The researchers looked at 10 kinds of life-threatening situations that arose during childbirth, including the need for a blood transfusion, the need for a hysterectomy and the development of sepsis.

“Across all of the conditions we examined, every single one occurred in a higher frequency among non-Hispanic black women,” study researcher Lindsay Admon, an obstetrician at Michigan Medicine’s Von Voigtlander Women’s Hospital and a member of the University of Michigan Institute for Healthcare Policy and Innovation, told HuffPost.

“Among other racial and ethnic minorities, it was maybe a handful of them,” she said.

Admon and her team pulled from national data on hospital stays from 2012 to 2015, during which time nearly 41,000 women had an emergency procedure or were diagnosed with a life-threatening condition during childbirth. 

Blood transfusions — which are generally required when women hemorrhage during birth — were the most common major complication.

Yet again, the difference in outcomes for women of color and white women was stark. If blood transfusions for women of color occurred at the same rate as for white women, the number of blood transfusions for the former group would drop by roughly 40 percent. 

And obstetric hemorrhage is often preventable, having much to do with the quality of care where a woman delivers. 

“Focusing on [improving care in] hospitals where racial and ethnic women deliver will be a really important strategy,” Admon said. 

Previous research has shown that black women tend to deliver in a concentrated set of hospitals that often have higher rates of severe birth complications, suggesting that focusing effort on improving care in those hospitals could have a significant impact on black women’s outcomes nationwide.

In addition to looking at how race and ethnicity are linked to birth outcomes, the researchers also looked at how certain chronic health conditions contribute to life-threatening complications. 

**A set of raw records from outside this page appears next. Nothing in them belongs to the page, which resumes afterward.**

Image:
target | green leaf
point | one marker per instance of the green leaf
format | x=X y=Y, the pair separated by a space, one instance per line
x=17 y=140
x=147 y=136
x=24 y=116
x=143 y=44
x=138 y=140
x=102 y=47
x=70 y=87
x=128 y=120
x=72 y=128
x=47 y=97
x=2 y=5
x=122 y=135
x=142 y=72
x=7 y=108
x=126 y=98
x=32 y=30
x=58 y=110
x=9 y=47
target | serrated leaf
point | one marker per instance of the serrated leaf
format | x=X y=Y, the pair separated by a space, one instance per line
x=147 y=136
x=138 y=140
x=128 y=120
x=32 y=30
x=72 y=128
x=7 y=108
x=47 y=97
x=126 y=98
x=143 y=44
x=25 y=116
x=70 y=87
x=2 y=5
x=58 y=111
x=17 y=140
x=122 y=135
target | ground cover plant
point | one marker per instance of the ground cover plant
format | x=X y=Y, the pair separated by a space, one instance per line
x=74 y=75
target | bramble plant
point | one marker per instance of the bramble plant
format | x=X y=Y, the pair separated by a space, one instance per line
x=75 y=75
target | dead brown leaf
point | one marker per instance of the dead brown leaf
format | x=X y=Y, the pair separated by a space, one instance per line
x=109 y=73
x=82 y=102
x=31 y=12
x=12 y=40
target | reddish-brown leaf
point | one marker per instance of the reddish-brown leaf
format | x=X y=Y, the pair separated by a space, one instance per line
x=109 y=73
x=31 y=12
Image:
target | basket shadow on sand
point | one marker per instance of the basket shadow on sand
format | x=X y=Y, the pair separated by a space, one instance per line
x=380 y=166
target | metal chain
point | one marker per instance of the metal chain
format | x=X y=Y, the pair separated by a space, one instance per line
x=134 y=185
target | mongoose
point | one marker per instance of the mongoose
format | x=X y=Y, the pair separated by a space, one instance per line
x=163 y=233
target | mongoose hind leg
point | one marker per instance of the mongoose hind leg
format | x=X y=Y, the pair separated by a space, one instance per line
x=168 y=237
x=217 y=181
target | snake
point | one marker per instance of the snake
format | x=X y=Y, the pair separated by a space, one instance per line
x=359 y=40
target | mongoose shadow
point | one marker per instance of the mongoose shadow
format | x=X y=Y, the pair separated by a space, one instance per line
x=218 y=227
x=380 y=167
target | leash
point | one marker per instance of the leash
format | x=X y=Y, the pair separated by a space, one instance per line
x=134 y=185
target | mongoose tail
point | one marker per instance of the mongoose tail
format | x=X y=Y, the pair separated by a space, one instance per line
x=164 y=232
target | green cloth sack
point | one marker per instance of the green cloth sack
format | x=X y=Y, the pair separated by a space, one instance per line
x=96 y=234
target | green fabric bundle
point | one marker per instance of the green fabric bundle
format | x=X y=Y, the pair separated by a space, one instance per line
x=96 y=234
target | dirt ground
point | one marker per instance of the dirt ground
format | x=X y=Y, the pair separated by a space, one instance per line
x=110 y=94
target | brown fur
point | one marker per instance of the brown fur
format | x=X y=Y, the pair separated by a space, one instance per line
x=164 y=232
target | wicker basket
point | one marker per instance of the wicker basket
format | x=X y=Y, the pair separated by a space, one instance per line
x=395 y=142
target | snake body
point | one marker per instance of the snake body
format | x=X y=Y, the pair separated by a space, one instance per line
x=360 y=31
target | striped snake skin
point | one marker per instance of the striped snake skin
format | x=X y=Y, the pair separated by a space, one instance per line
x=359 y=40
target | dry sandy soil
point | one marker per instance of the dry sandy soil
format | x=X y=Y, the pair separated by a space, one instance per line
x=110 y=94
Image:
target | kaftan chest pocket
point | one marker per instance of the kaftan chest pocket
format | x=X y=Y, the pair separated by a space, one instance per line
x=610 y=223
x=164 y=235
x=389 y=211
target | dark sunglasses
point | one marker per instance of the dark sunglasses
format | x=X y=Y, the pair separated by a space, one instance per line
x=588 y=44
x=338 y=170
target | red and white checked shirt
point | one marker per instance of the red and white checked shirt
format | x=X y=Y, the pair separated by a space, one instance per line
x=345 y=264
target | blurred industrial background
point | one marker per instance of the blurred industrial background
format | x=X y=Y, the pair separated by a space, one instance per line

They found that women who had a chronic condition before giving birth — such as asthma, diabetes or depression — had a higher risk of severe problems after giving birth. 

There were, however, notable differences among racial groups in who was most affected, suggesting again that white women tend to benefit from better care. For example, white women had higher rates of depression and substance abuse issues compared with other women in the study, and yet their risk of developing life-threatening complications during childbirth remained lower than for black mothers with a history of depression or substance abuse.

“We really hope these data will force the maternal health community to consider ways in which we can support the health of racial and ethnic minorities,” Admon said. 

 “To improve the health of women during pregnancy,” she added, “we have to also look beyond the pregnancy itself.”